In particular, the experts gathered at the Frontline Club’s discussion zeroed in on the damage the epidemic has inflicted on the health workforce.
Dr Tim O’Dempsey, who was seconded to WHO as clinical lead for the Ebola Treatment Centre in Kenema, Sierra Leone, this summer, told the packed house: “One of the things that probably isn’t on the radar at the moment in terms of the impact of Ebola is the impact on the health workforce and the loss of these very valued members of society.”
“Ebola,” he said, “has torn through the health infrastructure.”
And Meinie Nicolai — president of MSF Belgium and MSF’s operational directorate in Brussels, who recently returned from Liberia and Sierra Leone — called both the scale of MSF’s operations and the outbreak itself entirely “unprecedented”.
MSF is continually reinventing its Ebola response and has even done what they “never do”, which is to call for state actors to come in and get involved, she told the Frontline Club. “Throwing money is way too easy.”
The situation on the ground is absolutely devastating, she said. “People are dying at our front door”.
As for the media response, there have been few journalists on the ground covering this crisis, Colin Freeman, the chief foreign correspondent for the Sunday Telegraph, noted.
Freeman — who recently returned from West Africa and said his time on the ground offered “no shortage of dreadful horror stories” — put it down to the fears this particular virus has raised.
“Stories of this sort ring alarm bells in office health and safety managers because I’ve got to come home to the office and then go in and work in a building with 3,000 people.

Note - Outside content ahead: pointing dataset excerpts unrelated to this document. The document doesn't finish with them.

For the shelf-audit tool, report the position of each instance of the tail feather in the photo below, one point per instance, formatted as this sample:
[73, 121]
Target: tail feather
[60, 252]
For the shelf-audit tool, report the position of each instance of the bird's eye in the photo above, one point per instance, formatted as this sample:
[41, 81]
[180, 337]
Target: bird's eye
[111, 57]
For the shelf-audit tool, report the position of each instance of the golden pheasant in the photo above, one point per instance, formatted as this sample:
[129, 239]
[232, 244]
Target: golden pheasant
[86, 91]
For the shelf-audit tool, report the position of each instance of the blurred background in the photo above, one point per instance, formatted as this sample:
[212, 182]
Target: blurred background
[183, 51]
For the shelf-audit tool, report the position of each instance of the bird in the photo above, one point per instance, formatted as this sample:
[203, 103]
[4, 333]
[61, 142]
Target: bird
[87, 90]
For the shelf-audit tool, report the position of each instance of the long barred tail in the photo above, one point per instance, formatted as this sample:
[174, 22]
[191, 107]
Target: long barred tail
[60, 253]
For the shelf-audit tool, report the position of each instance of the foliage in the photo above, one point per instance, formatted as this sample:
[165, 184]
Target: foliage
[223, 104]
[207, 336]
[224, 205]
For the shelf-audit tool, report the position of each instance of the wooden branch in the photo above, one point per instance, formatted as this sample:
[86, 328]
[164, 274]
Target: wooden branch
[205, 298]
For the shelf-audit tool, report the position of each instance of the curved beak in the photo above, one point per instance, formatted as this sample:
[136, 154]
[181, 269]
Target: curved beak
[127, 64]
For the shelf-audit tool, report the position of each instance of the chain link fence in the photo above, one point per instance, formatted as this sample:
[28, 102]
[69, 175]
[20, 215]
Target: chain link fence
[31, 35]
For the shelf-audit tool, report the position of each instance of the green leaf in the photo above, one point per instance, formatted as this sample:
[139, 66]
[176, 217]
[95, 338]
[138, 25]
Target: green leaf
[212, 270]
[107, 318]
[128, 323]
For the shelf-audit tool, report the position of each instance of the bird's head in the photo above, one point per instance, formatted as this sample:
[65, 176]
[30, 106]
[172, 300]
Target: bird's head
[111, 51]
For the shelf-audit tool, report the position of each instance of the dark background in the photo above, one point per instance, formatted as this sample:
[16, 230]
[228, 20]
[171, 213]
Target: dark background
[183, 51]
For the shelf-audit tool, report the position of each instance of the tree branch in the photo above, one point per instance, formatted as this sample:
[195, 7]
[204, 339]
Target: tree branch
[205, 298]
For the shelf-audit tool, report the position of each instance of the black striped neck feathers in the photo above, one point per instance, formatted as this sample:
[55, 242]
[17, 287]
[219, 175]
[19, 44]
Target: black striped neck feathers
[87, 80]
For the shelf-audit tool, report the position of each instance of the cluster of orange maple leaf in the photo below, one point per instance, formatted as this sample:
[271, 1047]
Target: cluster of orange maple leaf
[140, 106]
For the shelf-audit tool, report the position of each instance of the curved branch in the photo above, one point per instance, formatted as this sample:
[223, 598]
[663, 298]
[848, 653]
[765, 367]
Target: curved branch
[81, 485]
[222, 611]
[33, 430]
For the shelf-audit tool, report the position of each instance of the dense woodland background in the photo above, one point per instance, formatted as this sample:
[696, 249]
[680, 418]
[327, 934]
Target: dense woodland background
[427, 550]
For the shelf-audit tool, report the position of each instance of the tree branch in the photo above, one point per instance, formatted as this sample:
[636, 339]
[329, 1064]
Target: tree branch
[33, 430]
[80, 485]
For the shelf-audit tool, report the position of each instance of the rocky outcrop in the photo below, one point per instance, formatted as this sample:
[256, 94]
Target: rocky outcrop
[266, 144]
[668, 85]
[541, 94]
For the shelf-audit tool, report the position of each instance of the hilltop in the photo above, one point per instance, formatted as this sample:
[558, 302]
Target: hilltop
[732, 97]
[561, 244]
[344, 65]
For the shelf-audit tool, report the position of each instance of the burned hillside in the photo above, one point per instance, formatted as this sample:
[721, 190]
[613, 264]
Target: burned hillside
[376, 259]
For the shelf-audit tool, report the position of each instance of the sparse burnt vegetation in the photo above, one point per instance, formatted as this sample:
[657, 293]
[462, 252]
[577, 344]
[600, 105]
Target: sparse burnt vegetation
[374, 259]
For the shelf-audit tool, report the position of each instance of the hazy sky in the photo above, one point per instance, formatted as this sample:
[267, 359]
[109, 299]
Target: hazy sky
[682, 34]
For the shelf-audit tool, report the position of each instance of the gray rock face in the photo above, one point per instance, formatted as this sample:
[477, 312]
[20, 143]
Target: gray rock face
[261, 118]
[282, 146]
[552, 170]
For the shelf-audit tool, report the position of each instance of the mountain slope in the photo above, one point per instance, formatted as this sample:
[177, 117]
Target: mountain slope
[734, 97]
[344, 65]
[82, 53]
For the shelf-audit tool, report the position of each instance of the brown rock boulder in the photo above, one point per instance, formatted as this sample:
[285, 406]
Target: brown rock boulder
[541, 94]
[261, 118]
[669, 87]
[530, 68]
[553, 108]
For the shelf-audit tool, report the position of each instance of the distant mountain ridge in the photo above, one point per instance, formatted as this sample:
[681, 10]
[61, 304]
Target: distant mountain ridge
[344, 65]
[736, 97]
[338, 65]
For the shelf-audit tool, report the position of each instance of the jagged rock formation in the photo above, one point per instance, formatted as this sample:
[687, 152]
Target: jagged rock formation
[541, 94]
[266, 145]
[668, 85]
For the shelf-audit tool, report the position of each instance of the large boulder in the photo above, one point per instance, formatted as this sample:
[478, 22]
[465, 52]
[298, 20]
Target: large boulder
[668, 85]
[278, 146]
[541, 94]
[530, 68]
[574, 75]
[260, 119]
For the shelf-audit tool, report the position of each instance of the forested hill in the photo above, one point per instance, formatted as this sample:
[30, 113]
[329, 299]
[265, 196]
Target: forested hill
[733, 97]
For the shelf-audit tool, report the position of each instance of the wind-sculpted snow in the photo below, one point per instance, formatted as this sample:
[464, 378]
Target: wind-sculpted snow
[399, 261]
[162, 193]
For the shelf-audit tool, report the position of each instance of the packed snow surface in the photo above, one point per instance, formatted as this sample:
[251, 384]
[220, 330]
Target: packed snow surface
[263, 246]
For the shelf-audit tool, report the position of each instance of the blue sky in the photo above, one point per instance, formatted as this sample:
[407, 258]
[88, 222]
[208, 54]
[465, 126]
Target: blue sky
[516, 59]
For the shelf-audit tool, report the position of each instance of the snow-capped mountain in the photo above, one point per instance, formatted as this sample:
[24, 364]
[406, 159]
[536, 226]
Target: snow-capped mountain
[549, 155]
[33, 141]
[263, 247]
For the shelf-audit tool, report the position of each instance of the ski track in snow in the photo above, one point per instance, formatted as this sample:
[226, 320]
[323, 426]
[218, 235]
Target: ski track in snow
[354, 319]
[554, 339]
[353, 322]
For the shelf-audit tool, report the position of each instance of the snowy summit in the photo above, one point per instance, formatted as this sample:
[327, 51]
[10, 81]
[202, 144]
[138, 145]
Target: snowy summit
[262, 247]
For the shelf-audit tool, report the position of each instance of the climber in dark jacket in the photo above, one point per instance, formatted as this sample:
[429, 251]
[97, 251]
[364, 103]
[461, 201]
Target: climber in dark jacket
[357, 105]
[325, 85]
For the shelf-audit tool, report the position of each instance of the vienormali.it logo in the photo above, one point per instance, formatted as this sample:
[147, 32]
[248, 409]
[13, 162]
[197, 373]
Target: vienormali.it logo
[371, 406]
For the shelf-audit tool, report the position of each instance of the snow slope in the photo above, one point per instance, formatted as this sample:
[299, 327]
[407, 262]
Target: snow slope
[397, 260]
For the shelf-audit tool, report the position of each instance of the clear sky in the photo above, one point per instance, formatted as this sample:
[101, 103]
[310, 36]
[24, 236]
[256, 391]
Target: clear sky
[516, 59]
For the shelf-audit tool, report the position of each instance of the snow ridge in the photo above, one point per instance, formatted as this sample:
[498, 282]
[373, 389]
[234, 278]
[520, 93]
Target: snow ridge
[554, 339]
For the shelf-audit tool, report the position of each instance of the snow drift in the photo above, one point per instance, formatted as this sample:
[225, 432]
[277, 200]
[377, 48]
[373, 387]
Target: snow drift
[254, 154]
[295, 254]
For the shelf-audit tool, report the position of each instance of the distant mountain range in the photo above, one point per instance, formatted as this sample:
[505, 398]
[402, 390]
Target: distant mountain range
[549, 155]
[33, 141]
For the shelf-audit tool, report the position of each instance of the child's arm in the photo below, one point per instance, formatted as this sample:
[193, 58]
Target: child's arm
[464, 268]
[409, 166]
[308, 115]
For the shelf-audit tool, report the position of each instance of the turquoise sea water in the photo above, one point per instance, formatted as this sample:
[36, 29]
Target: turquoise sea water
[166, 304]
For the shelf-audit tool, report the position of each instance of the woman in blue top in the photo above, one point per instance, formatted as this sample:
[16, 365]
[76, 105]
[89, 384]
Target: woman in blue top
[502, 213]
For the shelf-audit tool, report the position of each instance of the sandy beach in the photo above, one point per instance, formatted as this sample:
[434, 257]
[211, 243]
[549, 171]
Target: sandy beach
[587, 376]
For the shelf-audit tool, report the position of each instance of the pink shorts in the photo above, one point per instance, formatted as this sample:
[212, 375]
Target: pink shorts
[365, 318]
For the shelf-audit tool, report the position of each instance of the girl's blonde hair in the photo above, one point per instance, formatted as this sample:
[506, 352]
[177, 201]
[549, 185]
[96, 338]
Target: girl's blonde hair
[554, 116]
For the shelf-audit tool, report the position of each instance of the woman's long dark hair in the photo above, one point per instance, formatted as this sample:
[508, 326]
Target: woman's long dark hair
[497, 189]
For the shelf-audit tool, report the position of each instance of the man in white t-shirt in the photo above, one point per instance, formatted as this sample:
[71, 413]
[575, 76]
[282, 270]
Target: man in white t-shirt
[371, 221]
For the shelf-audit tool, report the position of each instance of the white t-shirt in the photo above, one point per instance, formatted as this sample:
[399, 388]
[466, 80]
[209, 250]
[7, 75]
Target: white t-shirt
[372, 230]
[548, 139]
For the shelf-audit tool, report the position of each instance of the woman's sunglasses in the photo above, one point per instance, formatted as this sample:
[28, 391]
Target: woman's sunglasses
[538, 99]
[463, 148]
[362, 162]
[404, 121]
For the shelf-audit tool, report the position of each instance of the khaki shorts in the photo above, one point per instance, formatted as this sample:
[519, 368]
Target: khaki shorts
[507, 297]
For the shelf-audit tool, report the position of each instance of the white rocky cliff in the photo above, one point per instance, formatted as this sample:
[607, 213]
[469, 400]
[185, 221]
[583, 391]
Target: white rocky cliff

If I get a bullet wound, it doesn’t matter,” he said.
Still, the nature of Ebola does demand that a journalist do his or her job in a very different fashion, he added. “What you have to do is just make sure nobody comes too near to you, which is the opposite of what you normally do when you’re trying to report and get in people’s confidence,” Freeman said.
And Ebola isn’t slowing down.
“The frightening thing for everybody involved in this is the accelerated epidemic that we’ve seen occurring in Liberia,” O’Dempsey said. “That is likely to be mirrored with about a six-week lag in Sierra Leone.”
But there are areas that offer some hope, he said. “The survivors, I think, are going to be a great asset when it comes to the epidemic response.”
As the evening came to a close, Daramy took a moment to remind the crowd that, “Even in the midst of Ebola, people are making jokes.”
“In Sierra Leone, they don’t shake hands, they touch elbows — and they refer to it as ‘elbowla’,” he said, to laughter from the crowd. “And also, they’re saying in the last few days is that if you don’t want to get Ebola, it’s as easy as ABC, which is ‘Avoid Bodily Contact’. So, you know, people can still smile. They can still smile.”